Bonding White Paper
Pay as you Go or Bond? Funding transportation infrastructure in our high-growth area is important to keep our economy strong, our communities vibrant, and efficiently moving goods and people. The Bonding White Paper offers considerations in accessing the tax-exempt municipal market including a discussion of interest rates, credit rating criteria, market supply-demand characteristics, market depth of municipal bonds, timing factors, and financial and economic considerations.

  • The interest rates did spike significantly in the early months of 2020 as the COVID pandemic spread across the US, by April 2020, markets had calmed down and interest rates began to decline to their present levels.
  • Continued high demand for tax-exempt municipal bonds has worked to keep interest rates low and is expected to continue through at least the early part of 2021.

  • Debt financing is appropriate not only when other sources are not available, but when economic, fiscal, and planning considerations dictate its use. Debt financing should not be viewed as a “last resort”, because it is often the best alternative available.

  • Pay as you go disadvantage:

    • Intergenerational inequity. Those who benefit in the future from a capital facility contribute proportionally less to the cost of the facility compared to those who generated the revenues that were accumulated over one or more years.

  • Bonding Advantages:

    • Timeliness of constructing infrastructure. Debt financing allows construction to occur when a particular project is needed.

    • Accelerated economic benefits. The State, regional and local economies benefit from having the infrastructure in place sooner through the issuance of debt than would otherwise occur. 

    • The reduced operating cost of capital facilities. as older, higher maintenance cost capital facilities are more quickly replaced by fewer, lower maintenance cost facilities.

    • The “All Average Unit Bid Prices” construction cost inflation has averaged 6.75%.

    • The borrowing cost to the State in each of these cases has ranged from a low of 1.19% to a high of 3.71%, with an average interest rate of 2.35%

    • Repayment in cheaper dollars. With a positive inflation rate, repayment costs will be less burdensome than would full payment at the time of acquisition.

    • Bonding allows the State to both avoid future inflation cost increases while receiving the benefits to the overall State economy of improved transportation infrastructure much sooner than would be the case if the State-operated on a pay-as-you-go basis.

  • Example: bonding for a project that is 10 years away. 

    The example uses a theoretic capital improvement program (CIP) of $100M need to fund roadway infrastructure. Using the average cost of construction inflation produced and tracked by UDOT over the past 20 year period, which is 6.75%, shows that the total cost of the $100M CIP campaign over the 10 year period is actually $192M in total cost. Whereas, using the average borrowing rate that the State of Utah has enjoyed over the past 10-13 years, which is a true interest cost (TIC%) of 2.35% on average, the same $100M CIP only costs the State of Utah $114M. This comparison saves taxpayers approximately $78M in total cost and accelerates the project timing, increases economic stimulus, and enhances overall comfort and safety to the residents of the State.

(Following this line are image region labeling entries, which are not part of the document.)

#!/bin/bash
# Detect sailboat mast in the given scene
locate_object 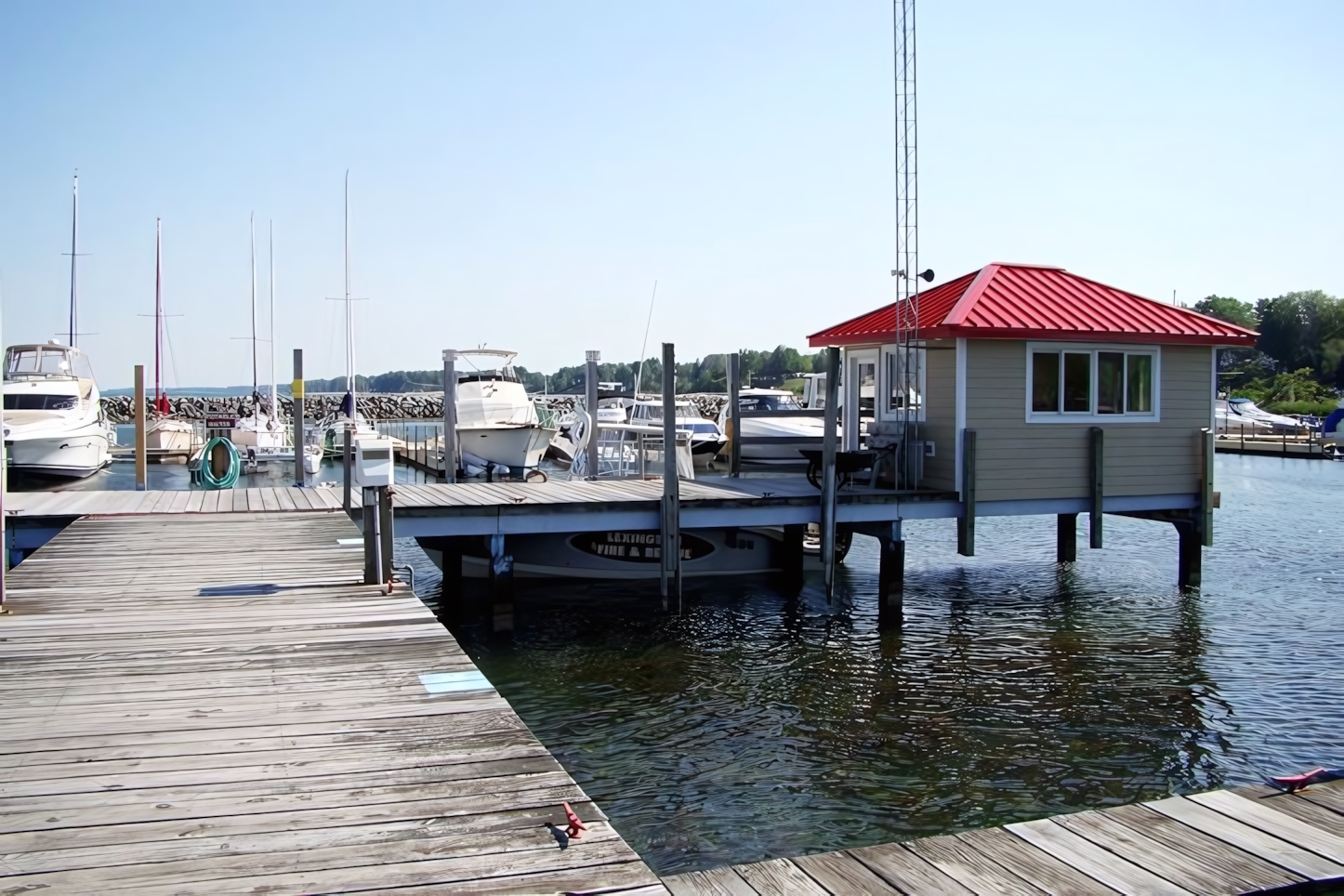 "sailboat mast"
[247,212,259,400]
[70,172,79,348]
[154,217,166,414]
[270,221,280,428]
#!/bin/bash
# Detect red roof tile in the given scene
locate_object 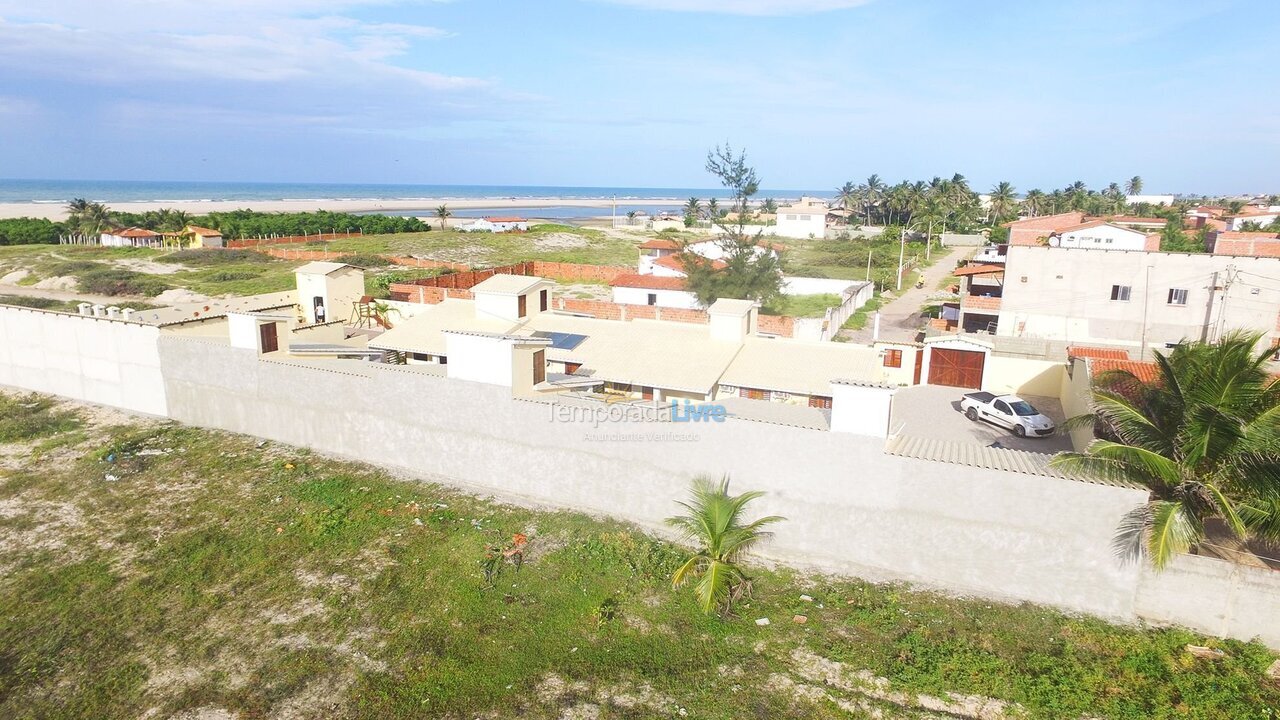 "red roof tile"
[951,265,1005,277]
[1066,345,1129,360]
[1089,359,1160,383]
[609,273,686,290]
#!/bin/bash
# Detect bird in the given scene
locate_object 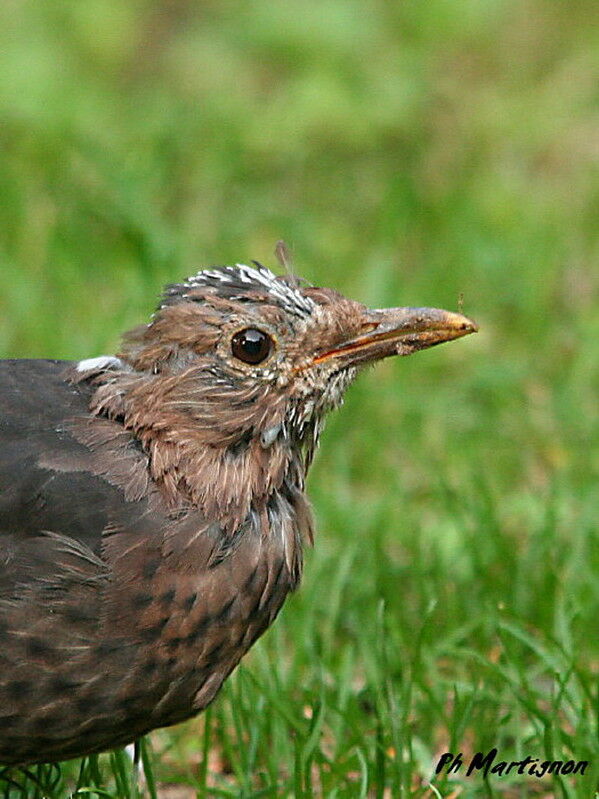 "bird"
[0,261,477,767]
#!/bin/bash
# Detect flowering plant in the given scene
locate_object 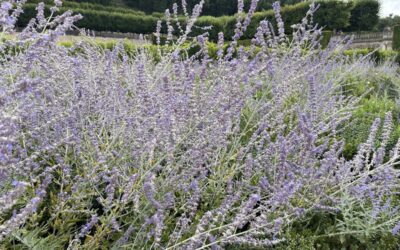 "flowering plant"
[0,0,400,249]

    Many times we hear bonding is not a new source of revenue, and this is true, but you can see from the example that using bonding can lower the cost of future projects, in effect, allowing more projects to be built.

    Every day in Davis Co there are approximately 16,000 hours of user delay (pre-pandemic). If I-15 was improved by 2025 that delay would fall to 6,000 hours, saving 10k every day. Every day you save by bonding gives 10k hours back to the taxpayers of Davis Co.